The splashes of color are signs of the season. The hatchery holds brood trout for the yearly spawn. Following the brook trout run, now underway, come the brown trout within a few weeks...then the rainbows in December and January.

There’s natural spawning, of course, in some northeast Iowa streams. Most trout caught, though, are spawned under the eyes of hatchery workers at Manchester. Survival rates are hundreds of times higher; meeting the demand of 30,000 or so trout anglers who wade across nine northeast Iowa counties...and a growing number of urban fishing holes that support trout through the winter months.

“These are two-year old females; 14 inches, two to three pounds. Each one yields about 3,000 eggs,” explains Dave Marolf, Manchester hatchery manager as he tightens his grip on a slippery brood fish. By comparison, one three year old stretches to 16 inches and weighs four pounds; looking like a torpedo compared to the others.

Firmly stroking the undersides of the female trout, Marolf and Randy Mack direct streams of golden eggs into plastic bowls. Then, a couple male trout are used to add sperm. A saline solution is added, with a turkey feather used to stir the concoction.
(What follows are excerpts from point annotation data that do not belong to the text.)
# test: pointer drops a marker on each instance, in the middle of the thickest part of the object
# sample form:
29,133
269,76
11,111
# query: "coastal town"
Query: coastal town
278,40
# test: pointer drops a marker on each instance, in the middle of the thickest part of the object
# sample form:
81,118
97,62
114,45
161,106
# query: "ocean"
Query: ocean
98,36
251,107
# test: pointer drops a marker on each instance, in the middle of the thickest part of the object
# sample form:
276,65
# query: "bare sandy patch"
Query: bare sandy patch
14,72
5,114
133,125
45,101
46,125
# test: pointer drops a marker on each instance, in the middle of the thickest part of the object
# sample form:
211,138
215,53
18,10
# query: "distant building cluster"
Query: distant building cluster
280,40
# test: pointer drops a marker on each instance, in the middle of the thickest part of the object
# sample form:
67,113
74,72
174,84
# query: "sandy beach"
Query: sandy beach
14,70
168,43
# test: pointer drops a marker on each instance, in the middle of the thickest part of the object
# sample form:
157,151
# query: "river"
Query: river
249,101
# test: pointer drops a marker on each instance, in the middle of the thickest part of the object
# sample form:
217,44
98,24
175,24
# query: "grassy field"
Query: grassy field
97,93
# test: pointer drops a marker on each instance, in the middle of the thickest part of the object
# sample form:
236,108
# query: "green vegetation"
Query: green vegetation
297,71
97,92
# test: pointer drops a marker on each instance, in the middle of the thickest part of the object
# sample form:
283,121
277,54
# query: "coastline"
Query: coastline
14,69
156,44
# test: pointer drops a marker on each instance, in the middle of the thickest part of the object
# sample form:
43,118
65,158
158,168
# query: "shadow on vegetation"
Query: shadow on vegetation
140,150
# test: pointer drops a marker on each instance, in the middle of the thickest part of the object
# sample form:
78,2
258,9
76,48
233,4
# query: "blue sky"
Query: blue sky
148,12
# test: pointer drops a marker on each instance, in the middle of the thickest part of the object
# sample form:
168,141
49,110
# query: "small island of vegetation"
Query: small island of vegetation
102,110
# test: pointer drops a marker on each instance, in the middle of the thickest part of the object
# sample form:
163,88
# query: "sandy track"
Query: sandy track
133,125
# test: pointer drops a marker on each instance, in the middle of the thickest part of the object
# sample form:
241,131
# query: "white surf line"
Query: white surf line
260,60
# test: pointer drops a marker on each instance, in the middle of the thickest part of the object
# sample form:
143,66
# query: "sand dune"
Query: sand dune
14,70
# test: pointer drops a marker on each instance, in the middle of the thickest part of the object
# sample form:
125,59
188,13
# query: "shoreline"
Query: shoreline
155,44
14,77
Within a couple minutes, the eggs are poured into an incubator tray, set under the constant, running water diverted from Spring Branch Creek, outside. In three weeks, the hatchery crew will go through the trays, siphoning off dead, unfertilized eggs. A couple weeks later, the viable eggs hatch as sac-fry.

“We spawn enough to produce about 100,000 brook trout,” says Marolf. “Most of them—50,000 to 60,000—will be stocked in 2010, as catchable, half-pound fish. Some will be stocked in 2009 as fingerlings. Most of the rest will be used to feed muskies produced at our Rathbun hatchery.”

However, this year’s floods leave a gap in 2009 brook trout stocking. Nearly all brook trout spawned last fall were washed away. “We had a few end up in the rainbow trout runs, but basically all of the brook trout that would have been catchable in 2009 were washed downstream,” says Marolf. Recovered rainbow trout and surplus rainbows from other agencies will fill the stocking schedules. There just won’t be any brookies next year.

With the brook trout spawn going strong, crews have corralled over 250 wild brown trout from French Creek, in Winneshiek County, for the next round of spawning. Then hatchery-raised rainbows will round out the spawning schedule. As eggs from the three species hatch, the fingerlings will be doled out to Iowa’s other two trout stations, near Elkader and Decorah, to be raised for future stocking.